Grand Adventure in Foreign Policy
Prologue
It was a warm summer evening, just after the sun had set on the West Coast of Canada. The temperate weather had me walking back to my apartment without my Roots pullover on, and I had stuffed it in my backpack. My pack was chock-a-block full of my personal crap, work papers and a large bottle of Evian that I had not yet cracked open. I was a wee bit cranky from the long day of being in the office planning labour action against one of the Employers, who had not been negotiating in good faith during the Collective Bargaining process. Entrenched Employers were rapidly becoming the bain of my existence.

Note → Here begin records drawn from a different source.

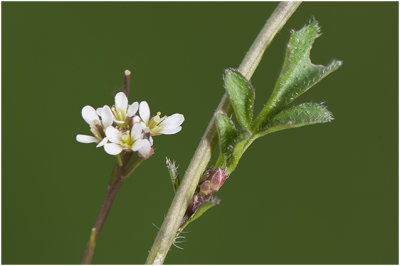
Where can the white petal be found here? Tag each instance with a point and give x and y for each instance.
(138, 144)
(85, 138)
(145, 150)
(101, 143)
(106, 116)
(168, 131)
(136, 132)
(89, 114)
(112, 148)
(99, 111)
(144, 111)
(121, 102)
(113, 134)
(172, 121)
(132, 109)
(136, 119)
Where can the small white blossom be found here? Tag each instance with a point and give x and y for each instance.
(159, 125)
(122, 110)
(97, 126)
(128, 140)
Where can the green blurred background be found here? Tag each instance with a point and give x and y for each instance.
(320, 194)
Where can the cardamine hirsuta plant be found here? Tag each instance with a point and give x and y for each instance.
(126, 130)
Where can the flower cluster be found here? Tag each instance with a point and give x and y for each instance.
(121, 128)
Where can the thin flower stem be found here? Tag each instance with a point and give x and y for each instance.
(167, 233)
(127, 82)
(105, 208)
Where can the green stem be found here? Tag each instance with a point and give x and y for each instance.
(166, 234)
(117, 179)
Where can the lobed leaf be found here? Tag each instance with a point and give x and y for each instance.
(298, 74)
(241, 94)
(298, 116)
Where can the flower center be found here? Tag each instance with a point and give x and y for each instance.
(154, 123)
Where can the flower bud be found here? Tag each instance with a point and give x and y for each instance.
(206, 175)
(205, 188)
(218, 178)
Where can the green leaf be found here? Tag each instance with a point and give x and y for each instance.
(227, 134)
(200, 211)
(173, 172)
(298, 116)
(298, 74)
(241, 94)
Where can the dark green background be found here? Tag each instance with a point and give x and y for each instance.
(321, 194)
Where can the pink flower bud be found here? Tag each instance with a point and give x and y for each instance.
(205, 188)
(218, 178)
(206, 175)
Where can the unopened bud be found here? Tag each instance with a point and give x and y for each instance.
(217, 179)
(205, 188)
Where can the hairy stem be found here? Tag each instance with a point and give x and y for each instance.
(166, 234)
(121, 166)
(118, 178)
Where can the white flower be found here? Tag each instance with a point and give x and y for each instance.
(121, 110)
(156, 125)
(97, 126)
(128, 140)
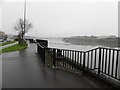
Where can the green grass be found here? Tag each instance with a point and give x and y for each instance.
(5, 43)
(16, 47)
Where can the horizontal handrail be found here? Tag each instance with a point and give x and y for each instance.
(40, 45)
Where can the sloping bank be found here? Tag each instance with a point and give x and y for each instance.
(12, 48)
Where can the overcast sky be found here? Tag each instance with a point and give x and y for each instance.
(63, 18)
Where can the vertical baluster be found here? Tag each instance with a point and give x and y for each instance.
(66, 57)
(103, 60)
(99, 65)
(109, 61)
(80, 58)
(112, 63)
(72, 60)
(88, 61)
(77, 61)
(106, 60)
(116, 70)
(84, 55)
(91, 59)
(95, 58)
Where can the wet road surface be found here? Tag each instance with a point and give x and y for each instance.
(24, 69)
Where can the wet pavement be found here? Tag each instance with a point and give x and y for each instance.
(24, 69)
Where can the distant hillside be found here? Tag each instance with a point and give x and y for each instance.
(109, 41)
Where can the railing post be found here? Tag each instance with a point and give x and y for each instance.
(43, 55)
(99, 64)
(84, 61)
(54, 57)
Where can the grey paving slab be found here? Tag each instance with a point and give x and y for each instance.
(24, 69)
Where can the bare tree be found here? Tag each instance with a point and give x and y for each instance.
(22, 27)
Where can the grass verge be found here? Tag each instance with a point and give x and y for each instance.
(5, 43)
(16, 47)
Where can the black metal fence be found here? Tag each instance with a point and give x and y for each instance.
(103, 61)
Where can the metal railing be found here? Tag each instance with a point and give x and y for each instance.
(103, 61)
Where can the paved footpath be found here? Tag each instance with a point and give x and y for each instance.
(24, 69)
(8, 45)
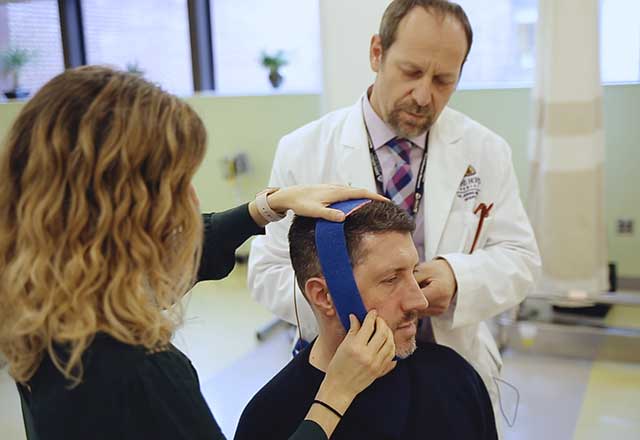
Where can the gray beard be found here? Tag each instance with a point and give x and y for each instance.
(406, 130)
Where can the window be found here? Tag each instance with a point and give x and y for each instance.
(242, 30)
(32, 26)
(620, 40)
(151, 36)
(503, 52)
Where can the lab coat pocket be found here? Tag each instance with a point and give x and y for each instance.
(483, 234)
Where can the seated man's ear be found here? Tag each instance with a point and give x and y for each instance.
(318, 295)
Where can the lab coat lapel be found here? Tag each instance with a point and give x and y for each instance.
(446, 166)
(354, 164)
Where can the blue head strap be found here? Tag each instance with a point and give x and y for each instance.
(336, 265)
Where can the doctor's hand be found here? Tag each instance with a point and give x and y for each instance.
(438, 284)
(312, 200)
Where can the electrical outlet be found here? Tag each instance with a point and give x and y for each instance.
(625, 226)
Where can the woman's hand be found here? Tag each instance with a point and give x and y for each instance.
(365, 354)
(312, 200)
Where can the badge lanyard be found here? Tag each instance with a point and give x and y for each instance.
(377, 168)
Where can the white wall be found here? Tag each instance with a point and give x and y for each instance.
(346, 28)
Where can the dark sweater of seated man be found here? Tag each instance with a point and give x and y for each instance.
(433, 393)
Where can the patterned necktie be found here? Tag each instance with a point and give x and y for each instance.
(399, 188)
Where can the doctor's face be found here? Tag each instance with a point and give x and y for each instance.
(419, 72)
(385, 278)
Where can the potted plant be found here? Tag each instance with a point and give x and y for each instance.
(13, 60)
(273, 63)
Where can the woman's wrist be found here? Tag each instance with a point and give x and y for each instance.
(261, 210)
(335, 395)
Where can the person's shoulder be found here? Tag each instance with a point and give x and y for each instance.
(443, 360)
(282, 403)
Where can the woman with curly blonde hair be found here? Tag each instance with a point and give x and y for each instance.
(100, 237)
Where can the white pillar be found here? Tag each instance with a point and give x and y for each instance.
(566, 203)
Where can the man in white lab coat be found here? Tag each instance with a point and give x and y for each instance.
(479, 256)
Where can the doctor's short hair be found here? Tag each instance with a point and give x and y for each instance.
(398, 9)
(373, 218)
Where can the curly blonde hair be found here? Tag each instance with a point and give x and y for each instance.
(99, 229)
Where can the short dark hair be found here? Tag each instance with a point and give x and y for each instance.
(373, 218)
(398, 9)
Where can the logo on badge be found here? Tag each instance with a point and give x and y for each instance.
(470, 186)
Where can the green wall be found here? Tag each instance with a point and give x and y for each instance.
(254, 125)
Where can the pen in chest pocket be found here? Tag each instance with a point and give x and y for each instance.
(483, 212)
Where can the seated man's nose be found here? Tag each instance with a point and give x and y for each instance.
(415, 300)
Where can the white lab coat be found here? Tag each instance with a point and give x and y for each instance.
(496, 277)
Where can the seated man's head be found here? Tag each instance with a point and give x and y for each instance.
(383, 258)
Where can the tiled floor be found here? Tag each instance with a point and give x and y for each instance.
(560, 399)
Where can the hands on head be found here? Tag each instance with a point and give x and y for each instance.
(312, 200)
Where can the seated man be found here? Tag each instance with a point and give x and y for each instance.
(432, 393)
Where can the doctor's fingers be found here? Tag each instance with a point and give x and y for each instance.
(339, 193)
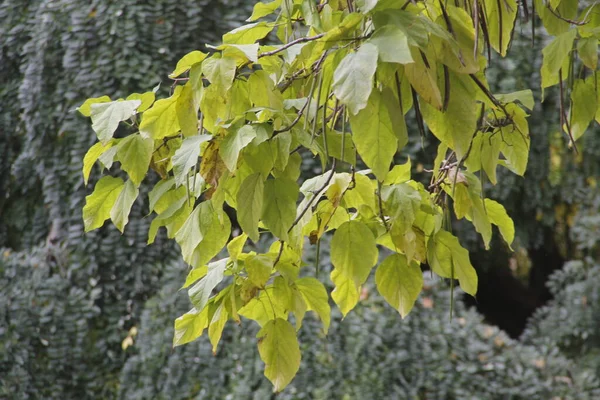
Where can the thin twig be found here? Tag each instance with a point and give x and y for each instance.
(290, 44)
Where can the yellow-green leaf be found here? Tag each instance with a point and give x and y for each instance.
(278, 348)
(190, 326)
(315, 296)
(92, 156)
(161, 119)
(100, 202)
(134, 153)
(445, 256)
(187, 62)
(200, 292)
(374, 131)
(353, 251)
(399, 282)
(345, 293)
(106, 116)
(250, 204)
(119, 214)
(279, 206)
(353, 78)
(86, 108)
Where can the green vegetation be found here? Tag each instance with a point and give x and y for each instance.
(90, 315)
(338, 87)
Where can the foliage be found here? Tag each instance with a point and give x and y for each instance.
(337, 87)
(571, 319)
(426, 355)
(54, 54)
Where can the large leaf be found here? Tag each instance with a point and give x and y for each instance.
(100, 202)
(119, 214)
(315, 296)
(220, 71)
(134, 152)
(449, 259)
(399, 282)
(345, 293)
(353, 78)
(392, 45)
(500, 18)
(201, 291)
(583, 105)
(248, 34)
(278, 348)
(106, 116)
(250, 204)
(187, 62)
(376, 130)
(92, 156)
(190, 326)
(186, 157)
(279, 206)
(353, 251)
(161, 119)
(234, 142)
(555, 55)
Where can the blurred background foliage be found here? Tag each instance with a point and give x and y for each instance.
(90, 316)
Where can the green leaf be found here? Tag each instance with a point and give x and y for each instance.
(92, 156)
(263, 9)
(216, 229)
(234, 142)
(315, 296)
(278, 348)
(555, 55)
(259, 268)
(217, 324)
(187, 62)
(134, 153)
(279, 206)
(186, 109)
(524, 97)
(86, 108)
(236, 246)
(248, 34)
(200, 292)
(190, 326)
(375, 132)
(587, 49)
(515, 140)
(161, 119)
(220, 71)
(189, 235)
(444, 253)
(345, 293)
(401, 203)
(500, 17)
(119, 214)
(583, 105)
(400, 173)
(499, 217)
(353, 251)
(194, 275)
(250, 204)
(186, 157)
(146, 98)
(106, 116)
(157, 192)
(353, 78)
(399, 282)
(392, 45)
(455, 126)
(100, 202)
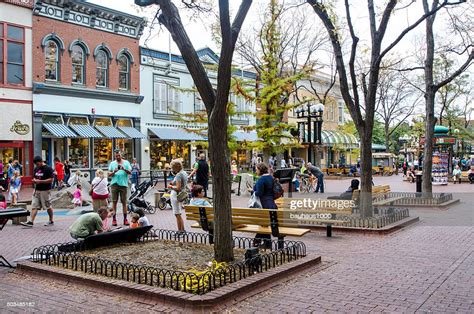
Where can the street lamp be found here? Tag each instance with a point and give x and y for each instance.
(313, 114)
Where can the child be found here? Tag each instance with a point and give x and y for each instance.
(134, 220)
(15, 184)
(198, 196)
(77, 196)
(142, 221)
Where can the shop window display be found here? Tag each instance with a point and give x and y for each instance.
(102, 152)
(78, 149)
(165, 151)
(125, 146)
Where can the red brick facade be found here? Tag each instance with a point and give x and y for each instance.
(69, 32)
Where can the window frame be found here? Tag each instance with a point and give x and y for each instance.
(83, 65)
(128, 81)
(4, 39)
(58, 61)
(107, 67)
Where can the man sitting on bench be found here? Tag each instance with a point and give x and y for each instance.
(88, 224)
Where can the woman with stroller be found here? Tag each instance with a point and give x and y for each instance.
(177, 186)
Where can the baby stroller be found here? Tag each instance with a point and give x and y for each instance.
(137, 199)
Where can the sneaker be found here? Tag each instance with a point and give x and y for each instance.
(27, 224)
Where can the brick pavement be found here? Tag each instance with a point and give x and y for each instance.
(426, 267)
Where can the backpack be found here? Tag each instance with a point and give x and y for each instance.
(277, 189)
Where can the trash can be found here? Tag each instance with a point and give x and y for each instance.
(418, 182)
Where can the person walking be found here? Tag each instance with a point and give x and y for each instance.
(59, 171)
(135, 172)
(42, 179)
(99, 191)
(177, 186)
(67, 172)
(263, 188)
(315, 171)
(201, 169)
(119, 170)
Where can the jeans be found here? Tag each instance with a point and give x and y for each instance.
(320, 184)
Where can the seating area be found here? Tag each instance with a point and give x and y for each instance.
(264, 221)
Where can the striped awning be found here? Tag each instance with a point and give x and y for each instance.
(85, 131)
(110, 131)
(245, 136)
(177, 134)
(59, 130)
(131, 132)
(331, 138)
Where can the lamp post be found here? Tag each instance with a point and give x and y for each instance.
(311, 117)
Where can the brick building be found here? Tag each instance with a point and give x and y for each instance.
(86, 82)
(15, 85)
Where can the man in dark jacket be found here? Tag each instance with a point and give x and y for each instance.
(201, 170)
(315, 171)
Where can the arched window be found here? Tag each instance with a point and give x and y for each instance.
(124, 72)
(78, 58)
(102, 68)
(51, 53)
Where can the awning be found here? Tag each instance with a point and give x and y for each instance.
(59, 130)
(85, 131)
(110, 131)
(245, 136)
(177, 134)
(131, 132)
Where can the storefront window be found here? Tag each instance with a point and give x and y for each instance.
(126, 147)
(78, 120)
(162, 152)
(79, 152)
(124, 122)
(102, 152)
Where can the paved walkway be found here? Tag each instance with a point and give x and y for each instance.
(426, 267)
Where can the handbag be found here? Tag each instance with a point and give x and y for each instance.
(254, 201)
(93, 187)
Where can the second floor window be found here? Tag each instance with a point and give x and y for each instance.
(77, 56)
(51, 53)
(102, 68)
(124, 72)
(12, 61)
(166, 98)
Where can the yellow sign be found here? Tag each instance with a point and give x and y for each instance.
(20, 128)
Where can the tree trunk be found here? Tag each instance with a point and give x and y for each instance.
(220, 155)
(427, 187)
(365, 201)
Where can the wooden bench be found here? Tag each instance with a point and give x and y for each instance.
(253, 220)
(5, 215)
(324, 206)
(380, 195)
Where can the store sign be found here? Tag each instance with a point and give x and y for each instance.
(22, 3)
(20, 128)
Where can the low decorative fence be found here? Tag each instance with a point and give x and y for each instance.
(68, 255)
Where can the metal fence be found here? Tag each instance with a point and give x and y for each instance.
(68, 255)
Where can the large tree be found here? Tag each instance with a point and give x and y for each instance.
(360, 96)
(216, 104)
(432, 86)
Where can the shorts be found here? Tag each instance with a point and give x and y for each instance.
(98, 203)
(41, 200)
(117, 191)
(176, 206)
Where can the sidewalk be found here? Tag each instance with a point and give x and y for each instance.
(426, 267)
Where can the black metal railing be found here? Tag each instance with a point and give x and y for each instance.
(68, 255)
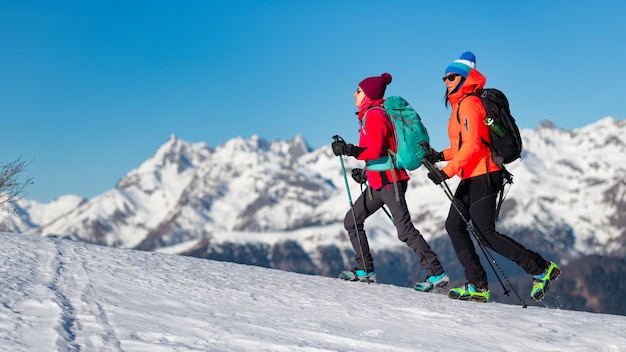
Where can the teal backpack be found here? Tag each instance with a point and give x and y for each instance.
(409, 132)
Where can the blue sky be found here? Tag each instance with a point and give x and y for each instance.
(91, 89)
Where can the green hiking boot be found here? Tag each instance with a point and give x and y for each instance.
(357, 275)
(478, 292)
(541, 283)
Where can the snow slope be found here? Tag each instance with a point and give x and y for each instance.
(60, 295)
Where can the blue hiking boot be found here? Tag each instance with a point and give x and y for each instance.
(432, 282)
(358, 275)
(541, 283)
(478, 292)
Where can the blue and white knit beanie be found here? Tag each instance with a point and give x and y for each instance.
(463, 65)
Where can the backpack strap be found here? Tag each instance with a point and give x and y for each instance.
(383, 163)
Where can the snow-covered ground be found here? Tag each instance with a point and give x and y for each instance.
(59, 295)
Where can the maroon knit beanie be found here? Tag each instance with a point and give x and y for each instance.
(374, 87)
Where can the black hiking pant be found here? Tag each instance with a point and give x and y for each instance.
(476, 198)
(365, 206)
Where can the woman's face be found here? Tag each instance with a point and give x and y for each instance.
(452, 80)
(358, 96)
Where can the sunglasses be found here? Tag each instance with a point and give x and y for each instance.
(451, 77)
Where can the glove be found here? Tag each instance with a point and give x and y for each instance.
(341, 148)
(338, 147)
(437, 176)
(359, 175)
(432, 155)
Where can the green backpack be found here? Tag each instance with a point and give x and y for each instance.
(409, 132)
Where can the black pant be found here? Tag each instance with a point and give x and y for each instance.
(478, 194)
(407, 233)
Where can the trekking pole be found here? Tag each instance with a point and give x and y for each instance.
(356, 229)
(492, 261)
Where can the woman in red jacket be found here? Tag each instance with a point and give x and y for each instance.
(470, 158)
(376, 136)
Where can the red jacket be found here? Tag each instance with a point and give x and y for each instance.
(468, 155)
(376, 135)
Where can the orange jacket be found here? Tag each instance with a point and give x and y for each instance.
(468, 155)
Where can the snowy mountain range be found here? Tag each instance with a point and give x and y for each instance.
(280, 204)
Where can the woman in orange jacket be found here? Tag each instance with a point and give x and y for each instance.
(469, 158)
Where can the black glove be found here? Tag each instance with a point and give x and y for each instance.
(338, 146)
(432, 155)
(359, 175)
(341, 148)
(437, 176)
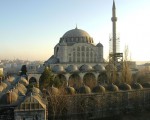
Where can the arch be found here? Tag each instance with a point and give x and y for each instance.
(89, 79)
(36, 76)
(75, 81)
(60, 80)
(102, 78)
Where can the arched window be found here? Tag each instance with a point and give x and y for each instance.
(78, 48)
(83, 48)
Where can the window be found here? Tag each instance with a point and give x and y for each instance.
(83, 48)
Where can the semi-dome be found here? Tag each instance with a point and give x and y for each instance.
(86, 68)
(36, 91)
(76, 33)
(76, 36)
(99, 68)
(137, 86)
(72, 68)
(84, 90)
(124, 86)
(98, 89)
(9, 98)
(58, 69)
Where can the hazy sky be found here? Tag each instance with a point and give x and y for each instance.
(29, 29)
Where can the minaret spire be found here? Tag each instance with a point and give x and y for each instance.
(114, 20)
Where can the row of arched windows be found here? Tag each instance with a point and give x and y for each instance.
(82, 54)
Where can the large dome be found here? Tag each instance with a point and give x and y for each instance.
(76, 33)
(75, 36)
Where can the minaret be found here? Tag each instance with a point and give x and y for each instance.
(114, 20)
(116, 57)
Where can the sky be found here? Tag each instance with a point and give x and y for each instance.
(30, 29)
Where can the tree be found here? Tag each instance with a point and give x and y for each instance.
(46, 78)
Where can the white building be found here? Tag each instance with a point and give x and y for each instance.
(76, 47)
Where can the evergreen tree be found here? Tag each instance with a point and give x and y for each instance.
(46, 78)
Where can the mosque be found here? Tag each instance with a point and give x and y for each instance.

That migraine that I could feel sitting on the edge of my brain all day was now making itself comfortable in my right frontal lobe. I had all my meds on me, but I just wanted to get home and then take them, so I could go to bed and sleep the damn thing off. Good god, I needed to book a facial and massage first thing in the morning. A day to pamper myself and do some much needed stress relief. Maybe, if I was up to the challenge, I would take a yoga class in the afternoon. When life became a series of weeks where one worked for the weekend, it was time to step off the wheel and take time for oneself. I had passed that point a couple of weeks ago. If I had to argue with one more union local president about the necessity of a strike, I was going to lose my mind.
I stepped onto the gravel path leading through the copse of trees and what one laughingly called a 'garden', leading to the door of my building. The path was not well lit and I kept telling the building manager to put up patio lights. I had the strongest feeling the whole set-up was a mugging waiting to happen. Walking along the path, just under the canopy of branches, I was trying to shake off the feeling something bad was going to happen. I scanned the garden between the trees, looking for any sight of impending conflict. My inner eye suddenly blacked out. I sensed my spirit fall into the void. That was the red-alert call that Big Trouble was about to happen. My steps sped up, as I tensed, ready for the assault. A breeze suddenly came up, shaking the leaves above me. The breeze blew into a stronger wind and then I heard the crack of a branch above me as it tore away from the tree and fell. Damned thing smashed me right on the back of my head! I crumpled like a deck of cards to the ground and as my vision greyed, I knew I couldn't stop from passing out.
I felt like I was falling, and had a terrible case of the bed spins. Wind rushed past my ears and my stomach turned. This, I thought, was a seriously ironic case of Alice down the rabbit hole. Having gone skydiving on several occasions, I was trying to figure out how far the fall was, but I couldn't see anything and I wasn't sure I was cognisant to anything real or relevant. Oddly enough, my headache wasn't noticeable and the injury I must've sustained to achieve a blackout wasn't demanding any type of attention. Being brain damaged must have its advantages, I figured. After an indeterminate amount of time, I felt a thud as my body seemed to have achieved touch-down. Sentience faded away like the sound being turned down on a stereo. Everything fades to black, as they say in the movies.